Can the Cloud Improve Data Analytics?
Risa Savold, Technical Director, Public Sector at Infor, presented “Can the Cloud Improve Data Analytics?” during the NDTA-USTRANSCOM Fall Meeting on October 7, 2019, in St. Louis, Missouri.
Data is a strategic asset. Software applications may change over time, but even when that occurs, it is imperative to maintain control of your data. While the cloud can help enable that control, you must be thoughtful in how to use the cloud.
Utilizing the cloud to store data starts with understanding data’s unique characteristics, which will allow you to recognize the challenges and advantages it presents. There are ten common attributes of data that begin with the letter V: Volume, velocity, variety, variability, veracity, validity, vulnerability, volatility, visualization, and value.
The sheer volume of data and the velocity in which it is accumulating are major challenges to managing data. This challenge is compounded by the third V—variety. Variety describes the fact that data is produced, collected, and stored in many different types and formats, including structured and unstructured data.
There is a significant demand for storing data. Companies know there is value in their data but may not always know what that value is or what data will provide that value, so they opt to save all data in vast “data lakes.” Storing data this way necessitates scalable technology to store the data, as well as to transport the data at very high speeds.
“We already talked about having a ton of bytes that are adding up really quickly in lots of different data types and formats,” said Ms. Savold summarizing the first three Vs. “Unfortunately, that means you’re going to have a lot of inconsistencies [variability]. That means you’re going to have less confidence and less trust [veracity]. We’re certainly always worried about whether that data is even accurate [validity]. Is it worth our time to analyze the security of that data [vulnerability]?”
Volatility is a different aspect of accuracy that describes the timeliness of the information. Visualization is important in helping people comprehend the data is different. The final V, value, may be most important as it looks at whether the information is relevant to your mission.

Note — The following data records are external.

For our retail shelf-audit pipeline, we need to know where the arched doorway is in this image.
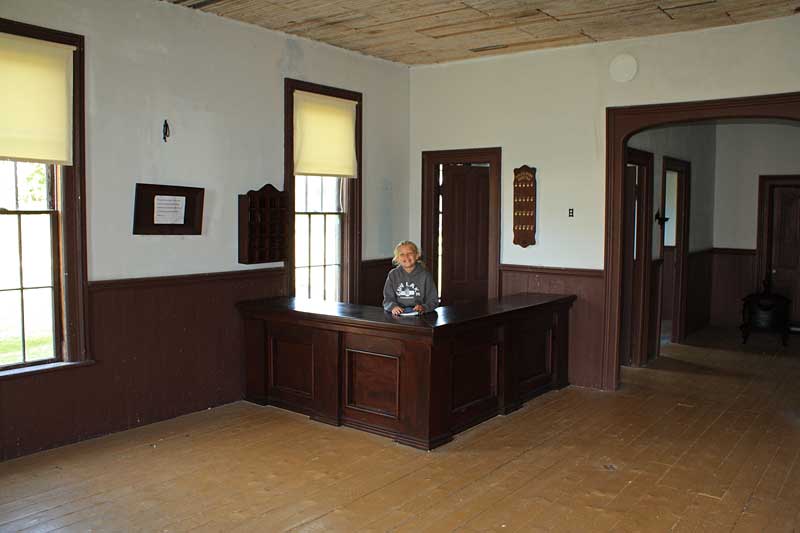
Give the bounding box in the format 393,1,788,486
602,92,800,390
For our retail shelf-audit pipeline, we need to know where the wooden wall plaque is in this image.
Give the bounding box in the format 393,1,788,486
514,165,536,248
239,184,289,265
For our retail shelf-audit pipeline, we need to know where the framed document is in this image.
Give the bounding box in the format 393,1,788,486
133,183,205,235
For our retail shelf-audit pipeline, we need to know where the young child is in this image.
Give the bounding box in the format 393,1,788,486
383,241,439,316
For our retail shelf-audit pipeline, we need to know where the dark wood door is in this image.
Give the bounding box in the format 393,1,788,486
619,165,639,365
769,185,800,324
439,163,489,305
620,148,653,366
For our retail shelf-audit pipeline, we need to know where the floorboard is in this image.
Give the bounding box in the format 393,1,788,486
0,329,800,533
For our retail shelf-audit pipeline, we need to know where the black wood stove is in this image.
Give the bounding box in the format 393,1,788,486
739,279,791,346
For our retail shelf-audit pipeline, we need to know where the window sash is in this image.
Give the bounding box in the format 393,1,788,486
294,175,346,301
0,161,63,370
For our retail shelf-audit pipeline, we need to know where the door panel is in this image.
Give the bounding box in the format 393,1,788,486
770,186,800,323
440,164,489,305
620,148,653,366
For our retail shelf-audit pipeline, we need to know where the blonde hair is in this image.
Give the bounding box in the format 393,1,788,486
392,241,425,266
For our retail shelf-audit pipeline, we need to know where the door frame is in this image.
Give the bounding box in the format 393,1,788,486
420,147,502,298
756,174,800,296
620,147,654,367
662,156,692,342
600,92,800,390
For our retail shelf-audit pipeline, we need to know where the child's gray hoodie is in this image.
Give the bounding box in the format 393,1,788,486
383,263,439,313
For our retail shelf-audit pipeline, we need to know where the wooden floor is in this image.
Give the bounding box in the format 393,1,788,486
0,331,800,533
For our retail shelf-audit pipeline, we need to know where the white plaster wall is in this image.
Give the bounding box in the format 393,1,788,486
628,122,716,257
409,16,800,268
0,0,409,280
714,121,800,249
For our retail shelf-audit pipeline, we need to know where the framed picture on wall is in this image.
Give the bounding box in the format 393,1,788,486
133,183,205,235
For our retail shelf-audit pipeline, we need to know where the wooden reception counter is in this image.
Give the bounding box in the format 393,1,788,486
238,294,575,450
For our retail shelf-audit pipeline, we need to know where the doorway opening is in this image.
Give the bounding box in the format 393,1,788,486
619,147,653,366
654,156,692,344
421,148,501,305
757,175,800,326
602,92,800,390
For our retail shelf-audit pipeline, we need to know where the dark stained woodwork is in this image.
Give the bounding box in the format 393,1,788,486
421,148,501,298
358,257,394,306
440,164,490,305
500,264,603,388
512,165,536,248
620,148,653,367
662,156,692,342
0,17,94,364
685,249,712,335
619,164,641,365
601,92,800,390
0,269,286,459
644,259,664,363
283,78,364,302
238,294,575,449
757,175,800,325
237,183,290,265
661,246,675,320
709,248,762,327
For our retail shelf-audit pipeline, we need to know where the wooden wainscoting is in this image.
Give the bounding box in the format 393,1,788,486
358,257,394,306
500,264,605,388
711,248,762,326
686,248,714,335
0,269,286,460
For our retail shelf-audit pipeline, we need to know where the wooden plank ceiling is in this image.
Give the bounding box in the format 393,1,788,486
164,0,800,65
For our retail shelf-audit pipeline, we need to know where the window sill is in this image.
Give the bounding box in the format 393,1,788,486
0,360,95,381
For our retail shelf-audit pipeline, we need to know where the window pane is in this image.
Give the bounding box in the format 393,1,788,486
325,266,341,302
294,268,308,298
311,215,325,266
325,215,342,265
21,215,53,287
294,172,306,213
0,215,21,289
322,176,343,213
17,163,47,210
0,291,22,365
311,267,325,300
23,289,55,361
0,161,17,209
294,215,308,267
306,176,322,212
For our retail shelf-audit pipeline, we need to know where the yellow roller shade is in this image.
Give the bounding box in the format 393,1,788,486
0,33,75,165
294,91,356,178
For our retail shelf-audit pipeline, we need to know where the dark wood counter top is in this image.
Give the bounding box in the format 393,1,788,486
237,293,575,335
237,294,575,449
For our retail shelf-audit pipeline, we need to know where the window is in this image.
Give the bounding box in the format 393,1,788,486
294,176,344,301
0,161,61,366
284,79,361,302
0,19,87,371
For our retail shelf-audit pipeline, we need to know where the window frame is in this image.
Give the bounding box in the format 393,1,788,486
0,18,89,366
283,78,363,303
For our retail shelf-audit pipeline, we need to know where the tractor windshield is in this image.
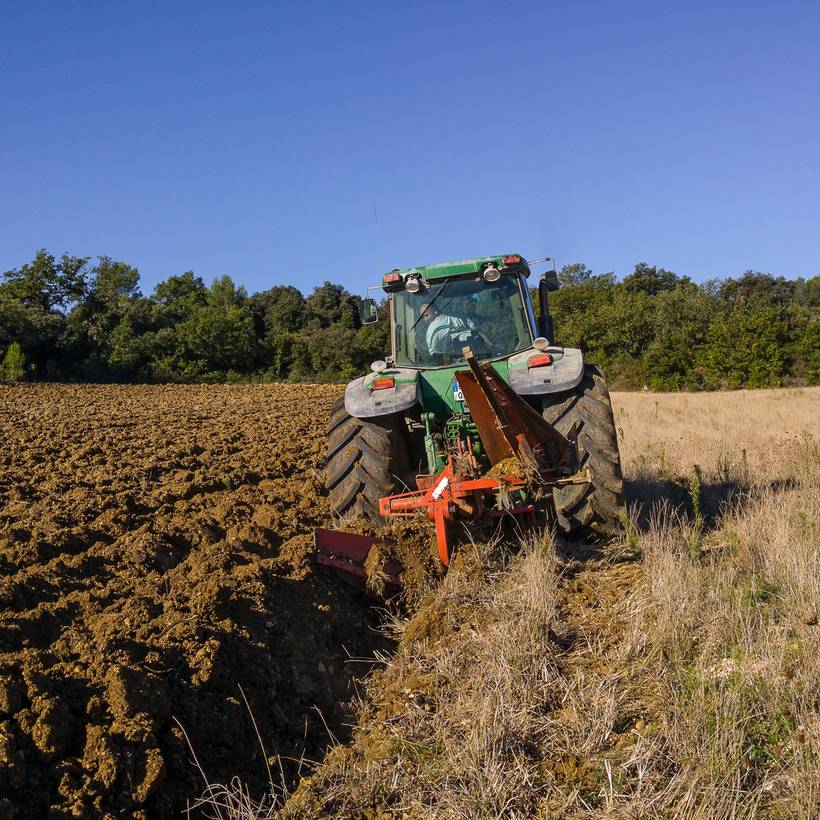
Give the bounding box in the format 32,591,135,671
393,275,532,367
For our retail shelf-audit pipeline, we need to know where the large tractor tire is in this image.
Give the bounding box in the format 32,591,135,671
326,398,407,523
543,365,626,540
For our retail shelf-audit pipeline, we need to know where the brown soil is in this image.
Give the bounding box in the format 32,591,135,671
0,385,390,818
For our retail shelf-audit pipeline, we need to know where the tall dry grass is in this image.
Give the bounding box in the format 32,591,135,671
199,389,820,818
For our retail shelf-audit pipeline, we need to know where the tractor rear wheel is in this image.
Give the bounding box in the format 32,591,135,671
326,398,407,522
543,365,626,539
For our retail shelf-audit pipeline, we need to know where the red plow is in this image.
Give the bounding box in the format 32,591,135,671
315,348,590,590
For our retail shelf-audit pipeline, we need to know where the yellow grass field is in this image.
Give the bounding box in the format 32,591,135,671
286,388,820,818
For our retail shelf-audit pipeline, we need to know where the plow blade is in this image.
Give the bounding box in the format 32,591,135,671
313,527,402,593
457,347,573,477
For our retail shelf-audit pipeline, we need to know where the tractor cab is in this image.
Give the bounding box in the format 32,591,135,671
360,254,539,369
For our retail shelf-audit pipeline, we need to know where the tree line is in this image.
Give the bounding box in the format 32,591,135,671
0,250,820,390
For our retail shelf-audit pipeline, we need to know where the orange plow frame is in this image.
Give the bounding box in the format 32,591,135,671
379,460,535,566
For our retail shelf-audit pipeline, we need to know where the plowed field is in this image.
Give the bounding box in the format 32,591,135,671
0,385,388,818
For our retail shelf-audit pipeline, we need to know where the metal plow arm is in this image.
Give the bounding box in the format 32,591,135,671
456,347,574,477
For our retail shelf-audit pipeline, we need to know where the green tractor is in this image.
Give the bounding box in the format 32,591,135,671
327,254,624,563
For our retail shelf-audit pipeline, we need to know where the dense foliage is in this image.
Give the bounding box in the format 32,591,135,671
0,251,820,390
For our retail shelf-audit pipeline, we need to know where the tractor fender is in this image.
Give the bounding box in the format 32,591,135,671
345,367,418,419
508,346,584,396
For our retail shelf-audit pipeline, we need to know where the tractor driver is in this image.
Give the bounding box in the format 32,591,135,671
420,302,491,355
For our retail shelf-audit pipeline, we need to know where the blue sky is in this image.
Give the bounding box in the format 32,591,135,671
0,0,820,292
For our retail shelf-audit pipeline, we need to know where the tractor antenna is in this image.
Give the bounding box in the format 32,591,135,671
373,199,387,272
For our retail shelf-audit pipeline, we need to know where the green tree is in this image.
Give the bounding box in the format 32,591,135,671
0,342,26,382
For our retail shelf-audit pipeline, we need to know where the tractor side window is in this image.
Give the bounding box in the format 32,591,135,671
392,276,532,367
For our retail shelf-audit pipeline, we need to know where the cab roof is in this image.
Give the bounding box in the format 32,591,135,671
382,253,530,289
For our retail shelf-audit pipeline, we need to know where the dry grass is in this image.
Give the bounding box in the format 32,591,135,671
202,388,820,818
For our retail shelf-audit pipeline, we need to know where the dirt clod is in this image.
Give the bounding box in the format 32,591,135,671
0,385,384,818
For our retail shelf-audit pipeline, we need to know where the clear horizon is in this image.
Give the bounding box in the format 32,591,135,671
0,2,820,293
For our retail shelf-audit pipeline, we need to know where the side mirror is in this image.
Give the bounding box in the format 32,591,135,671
541,270,561,293
359,299,379,325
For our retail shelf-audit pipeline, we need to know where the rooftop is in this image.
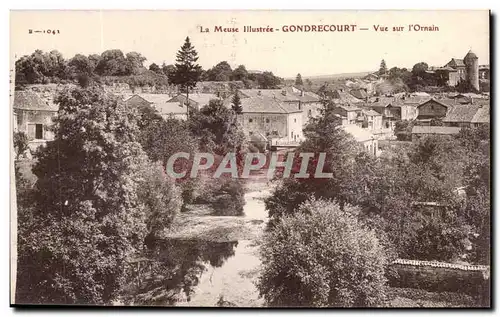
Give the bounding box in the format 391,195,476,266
13,90,59,112
341,124,375,142
443,104,481,122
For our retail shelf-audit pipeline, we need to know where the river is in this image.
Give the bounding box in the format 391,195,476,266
124,188,270,307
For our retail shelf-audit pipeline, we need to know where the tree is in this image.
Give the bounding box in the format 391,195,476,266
167,37,201,117
161,63,175,78
257,199,388,307
13,132,29,159
295,73,304,86
16,87,148,304
378,60,387,75
126,52,146,75
231,65,248,81
231,91,243,114
96,49,130,76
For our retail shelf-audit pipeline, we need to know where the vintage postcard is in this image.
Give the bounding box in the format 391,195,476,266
9,10,491,308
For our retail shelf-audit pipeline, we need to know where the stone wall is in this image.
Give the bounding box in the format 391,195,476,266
387,259,490,298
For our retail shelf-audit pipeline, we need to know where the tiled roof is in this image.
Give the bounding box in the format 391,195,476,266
392,259,490,271
411,125,460,135
444,58,465,67
362,109,381,116
443,105,481,122
239,87,320,102
350,89,368,99
333,90,362,103
236,96,302,113
153,102,187,114
125,94,187,114
181,93,219,107
341,124,374,142
13,90,59,111
418,98,453,108
336,104,361,111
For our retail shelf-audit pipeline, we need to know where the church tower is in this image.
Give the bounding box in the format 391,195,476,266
464,51,479,91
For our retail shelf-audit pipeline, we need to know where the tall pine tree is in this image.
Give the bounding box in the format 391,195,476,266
231,91,243,114
168,37,202,116
295,73,304,86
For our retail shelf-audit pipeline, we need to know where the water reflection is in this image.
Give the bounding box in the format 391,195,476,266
124,239,238,305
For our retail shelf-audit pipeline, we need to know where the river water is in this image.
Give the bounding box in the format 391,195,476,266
130,189,270,307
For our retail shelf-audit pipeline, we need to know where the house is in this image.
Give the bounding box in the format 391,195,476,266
417,98,450,124
239,87,323,126
125,94,191,120
443,104,490,127
441,58,466,86
368,98,401,130
224,93,303,143
340,124,380,156
350,88,368,100
361,109,382,131
332,104,363,125
411,125,461,142
13,90,58,150
167,93,222,110
332,89,363,104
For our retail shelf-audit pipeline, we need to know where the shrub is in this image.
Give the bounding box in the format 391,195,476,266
211,179,245,216
13,132,28,159
257,200,387,307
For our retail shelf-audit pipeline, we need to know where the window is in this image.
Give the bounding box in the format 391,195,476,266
28,123,43,139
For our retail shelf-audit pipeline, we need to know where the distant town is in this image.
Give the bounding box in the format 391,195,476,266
11,35,491,308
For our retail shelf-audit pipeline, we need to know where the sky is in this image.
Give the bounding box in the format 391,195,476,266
10,10,489,78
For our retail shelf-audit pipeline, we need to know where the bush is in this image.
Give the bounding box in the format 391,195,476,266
14,132,28,159
211,179,245,216
257,200,387,307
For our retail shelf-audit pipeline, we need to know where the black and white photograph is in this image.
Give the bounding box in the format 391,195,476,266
5,10,492,309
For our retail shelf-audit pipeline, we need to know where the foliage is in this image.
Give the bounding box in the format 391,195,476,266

Understanding the value first will help with other challenges of data management, “asking your business-driven questions, rather than data-driven questions, that’s going to help you reduce the volume of data that you have to worry about. From there, that’s going to reduce the amount of the variety and the variability in the data [and] you will have fewer inconsistencies to worry about. And so that will help you develop requirements, get that high-value process data requirements right first. And then you can go out to a lot of your subject matter experts, your stakeholders, and get the next level of requirements for what is the raw data that you actually need to collect.”